The Digital Democracy database contains digital records for over 40,000 real
testimonies by non-legislator public persons presented at California Legislature
committee meetings 2015-2018, along with the speakers’ desired vote outcome
and individual legislator votes in that discussion. With this data, we conduct a
linguistic analysis that is then leveraged by the Constituent phraseology Analysis
Tool (CPAT) to generate a user-based intelligent statistical comparison between
a proposed testimony and language patterns that have previously been successful.
The following questions are at the core of this research: Which (if any) lan-
guage features are correlated with persuasive success in a legislative context?
Does the committee’s topic of discussion impact the language features that can
lend to a testimony’s success? Can mirroring a legislator’s speech patterns change
the probability of the vote going your way? How can this information be used to
level the playing field for constituents who want their voices heard?

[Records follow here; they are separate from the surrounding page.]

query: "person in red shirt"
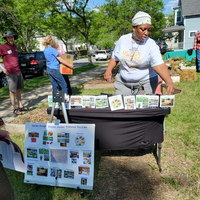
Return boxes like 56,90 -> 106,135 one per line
0,31 -> 28,115
193,31 -> 200,72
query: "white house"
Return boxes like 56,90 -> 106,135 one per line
162,0 -> 200,50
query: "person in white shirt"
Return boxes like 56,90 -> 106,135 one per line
104,11 -> 175,95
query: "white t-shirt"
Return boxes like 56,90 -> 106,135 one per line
112,33 -> 164,82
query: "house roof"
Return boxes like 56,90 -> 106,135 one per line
179,0 -> 200,16
162,25 -> 185,33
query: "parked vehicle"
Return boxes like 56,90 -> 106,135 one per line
66,51 -> 78,60
107,49 -> 113,56
95,50 -> 111,61
18,51 -> 47,77
155,40 -> 168,55
0,63 -> 8,87
92,51 -> 97,57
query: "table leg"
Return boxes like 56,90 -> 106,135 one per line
153,143 -> 162,173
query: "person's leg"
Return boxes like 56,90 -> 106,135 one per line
9,91 -> 17,109
16,89 -> 23,108
196,49 -> 200,72
47,68 -> 68,94
141,76 -> 158,94
62,74 -> 72,95
0,161 -> 15,200
6,74 -> 22,115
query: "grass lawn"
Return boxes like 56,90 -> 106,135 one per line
6,73 -> 200,200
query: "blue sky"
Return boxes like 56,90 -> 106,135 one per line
88,0 -> 178,14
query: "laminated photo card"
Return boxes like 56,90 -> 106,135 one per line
160,95 -> 175,108
58,94 -> 71,110
95,95 -> 108,108
70,95 -> 83,108
124,95 -> 136,110
108,95 -> 124,111
136,95 -> 149,108
148,95 -> 159,108
83,95 -> 95,108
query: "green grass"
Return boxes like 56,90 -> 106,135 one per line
165,73 -> 200,199
0,63 -> 107,100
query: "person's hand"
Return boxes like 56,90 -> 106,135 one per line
0,130 -> 11,144
2,68 -> 9,75
68,65 -> 74,69
165,83 -> 176,95
104,71 -> 112,83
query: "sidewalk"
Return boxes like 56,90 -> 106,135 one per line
0,65 -> 107,123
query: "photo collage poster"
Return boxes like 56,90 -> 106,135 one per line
24,122 -> 95,190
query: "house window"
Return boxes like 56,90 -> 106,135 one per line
176,11 -> 181,22
189,30 -> 197,38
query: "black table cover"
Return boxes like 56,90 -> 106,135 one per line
47,108 -> 171,150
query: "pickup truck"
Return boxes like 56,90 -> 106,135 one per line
95,50 -> 111,61
18,51 -> 47,77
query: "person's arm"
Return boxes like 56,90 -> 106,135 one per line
153,63 -> 175,95
0,64 -> 9,75
0,130 -> 11,140
104,57 -> 119,83
56,56 -> 74,69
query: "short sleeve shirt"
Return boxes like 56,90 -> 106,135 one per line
44,47 -> 60,70
0,43 -> 21,74
112,33 -> 164,82
56,45 -> 65,56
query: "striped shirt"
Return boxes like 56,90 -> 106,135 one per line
193,31 -> 200,50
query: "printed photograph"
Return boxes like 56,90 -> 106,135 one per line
51,149 -> 68,163
160,95 -> 175,107
70,151 -> 79,158
83,151 -> 92,158
57,169 -> 62,178
81,178 -> 87,185
37,167 -> 48,177
50,167 -> 56,177
75,134 -> 86,146
78,166 -> 90,175
64,170 -> 74,179
83,158 -> 91,165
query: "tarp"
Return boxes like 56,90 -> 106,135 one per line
47,108 -> 171,150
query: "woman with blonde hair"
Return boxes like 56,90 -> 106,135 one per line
42,35 -> 73,94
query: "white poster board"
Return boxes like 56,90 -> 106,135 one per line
0,139 -> 25,173
24,122 -> 95,190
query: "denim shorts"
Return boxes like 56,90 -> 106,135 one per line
6,73 -> 24,92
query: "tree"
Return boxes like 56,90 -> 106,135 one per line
41,13 -> 79,50
0,0 -> 45,51
42,0 -> 93,64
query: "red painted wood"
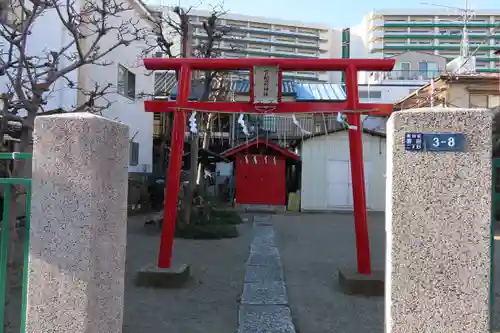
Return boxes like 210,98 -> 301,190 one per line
144,58 -> 396,72
144,58 -> 386,275
236,154 -> 286,205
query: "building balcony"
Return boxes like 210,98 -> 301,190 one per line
384,21 -> 498,29
193,33 -> 327,52
188,22 -> 321,40
367,70 -> 446,84
233,114 -> 342,141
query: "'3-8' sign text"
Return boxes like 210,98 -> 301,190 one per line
422,133 -> 466,152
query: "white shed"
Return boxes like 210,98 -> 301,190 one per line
300,130 -> 386,211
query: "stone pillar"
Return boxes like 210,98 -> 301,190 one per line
26,113 -> 129,333
385,108 -> 492,333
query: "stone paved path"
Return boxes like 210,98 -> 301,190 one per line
238,215 -> 295,333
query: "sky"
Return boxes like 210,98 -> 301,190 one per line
144,0 -> 500,28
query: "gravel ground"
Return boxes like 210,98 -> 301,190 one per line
123,213 -> 252,333
273,214 -> 500,333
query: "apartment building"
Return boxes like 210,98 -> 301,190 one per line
360,9 -> 500,72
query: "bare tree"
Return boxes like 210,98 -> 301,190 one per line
144,5 -> 236,224
0,0 -> 148,326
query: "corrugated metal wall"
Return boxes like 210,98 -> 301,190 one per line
301,131 -> 386,211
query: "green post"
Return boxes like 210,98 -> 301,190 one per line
490,158 -> 500,329
0,153 -> 31,333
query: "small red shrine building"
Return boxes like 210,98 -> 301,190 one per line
221,138 -> 300,206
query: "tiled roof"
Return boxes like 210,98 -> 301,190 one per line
295,83 -> 347,101
232,79 -> 295,96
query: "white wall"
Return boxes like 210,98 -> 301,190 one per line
0,0 -> 153,172
359,84 -> 423,104
301,131 -> 386,211
80,0 -> 154,172
0,2 -> 78,115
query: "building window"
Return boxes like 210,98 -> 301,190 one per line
359,90 -> 382,99
488,95 -> 500,108
129,141 -> 139,166
117,65 -> 135,99
398,62 -> 411,80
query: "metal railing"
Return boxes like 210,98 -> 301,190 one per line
0,153 -> 31,333
369,70 -> 446,81
234,114 -> 341,140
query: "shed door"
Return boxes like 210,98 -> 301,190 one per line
326,161 -> 352,208
348,162 -> 373,209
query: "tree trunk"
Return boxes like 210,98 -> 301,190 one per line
182,133 -> 200,225
2,112 -> 35,329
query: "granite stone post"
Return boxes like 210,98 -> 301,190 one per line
385,108 -> 492,333
26,113 -> 129,333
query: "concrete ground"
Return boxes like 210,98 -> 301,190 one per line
272,214 -> 500,333
123,217 -> 253,333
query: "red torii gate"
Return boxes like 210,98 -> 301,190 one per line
144,58 -> 395,275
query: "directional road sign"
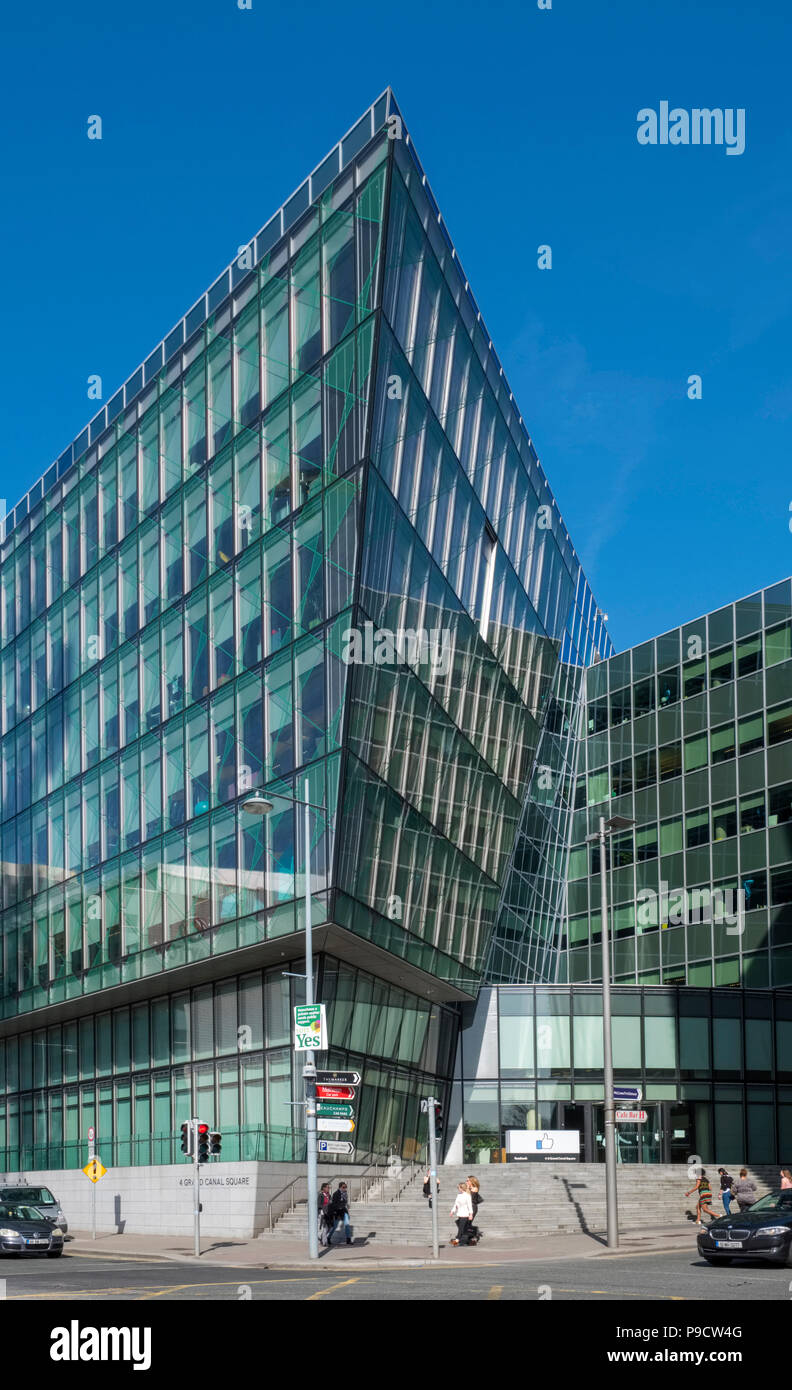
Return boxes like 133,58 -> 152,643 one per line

Given the 33 linguistic features developed in this research, supervised classifi-
cation models were able to predict testimonial success with up to 85.1% accuracy,
indicating that the new features had a significant impact on the prediction of
success. Adding these features to the 16 baseline linguistic features developed
in Gundala’s  research improved the prediction accuracy by up to 2.6%. We
also found that balancing the dataset of testimonies drastically impacted the
prediction performance metrics, with 93% accuracy achieved for the imbalanced
dataset and 60% accuracy after balancing. The Constituent Phraseology Analysis
Tool showed promise in the generation of linguistic analysis based on previously
successful language patterns, but requires further development before achieving
true usability. Additionally, predicting success based on linguistic similarity to a
legislator on the committee produced contradictory results. Experiments yielded
a 4% increase in predictive accuracy when adding comparative language features
to the feature set, but further experimentation with weight distributions revealed
only marginal impacts from comparative features.